Cécile, secrétaire et elle aussi militante travaille dans un service des greffes de reins. On nous demande désormais de faire 150 greffes par an contre une centaine auparavant. Or, l’effectif des soignants n’a pas augmenté. Quant à l’effectif administratif… Il ne reste qu’une secrétaire à l’accueil contre deux auparavant. Ces situations dégradées au plan des personnels augmentent les risques de détériorations des soins.

A Saint-Louis il y a cette année sept départs dans le service administratif. Sept agents qui ne seront pas remplacés se désole Nicole. Préparatrice en pharmacie dans un hôpital parisien, Sabrina se montre consternée par l’état de l’emploi dans son service. Il n’y a pratiquement que des agents en contrats à durée déterminée.

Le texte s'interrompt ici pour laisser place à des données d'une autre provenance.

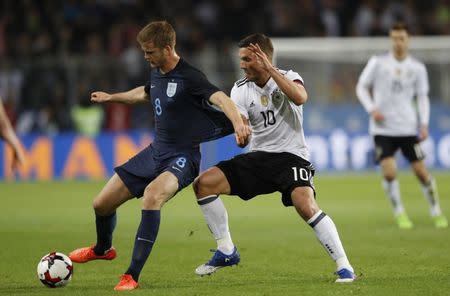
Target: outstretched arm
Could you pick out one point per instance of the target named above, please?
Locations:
(362, 90)
(7, 133)
(133, 96)
(292, 89)
(242, 131)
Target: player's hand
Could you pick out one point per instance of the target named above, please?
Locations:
(377, 116)
(261, 56)
(100, 97)
(423, 133)
(242, 134)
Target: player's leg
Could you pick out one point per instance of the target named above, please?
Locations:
(178, 172)
(207, 187)
(385, 148)
(113, 194)
(391, 187)
(325, 230)
(156, 194)
(430, 192)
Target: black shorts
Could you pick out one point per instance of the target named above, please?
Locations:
(386, 146)
(258, 172)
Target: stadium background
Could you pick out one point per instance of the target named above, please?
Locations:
(53, 54)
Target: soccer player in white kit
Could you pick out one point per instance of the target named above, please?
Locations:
(395, 79)
(270, 101)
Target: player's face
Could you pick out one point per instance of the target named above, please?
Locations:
(249, 64)
(154, 55)
(400, 41)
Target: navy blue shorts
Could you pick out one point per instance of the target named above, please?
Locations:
(148, 164)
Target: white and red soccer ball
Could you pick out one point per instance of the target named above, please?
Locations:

Cécile résume la colère des personnels : on nous demande toujours de faire plus avec moins de personnels. Alors un jour ça craque ! Les actions massivement suivies en ce 8 novembre le démontrent.

Alors que la rencontre ce jour entre le ministère et les syndicats a tourné au dialogue de sourds, le ministère ne mesurant pas le degré d’insatisfaction des agents souligne Denis Basset, les syndicats qui appelaient à la journée d’actions se réunissent ce mercredi 9 novembre.

Nous envisageons d’organiser une manifestation nationale à Paris au début de l’année 2017.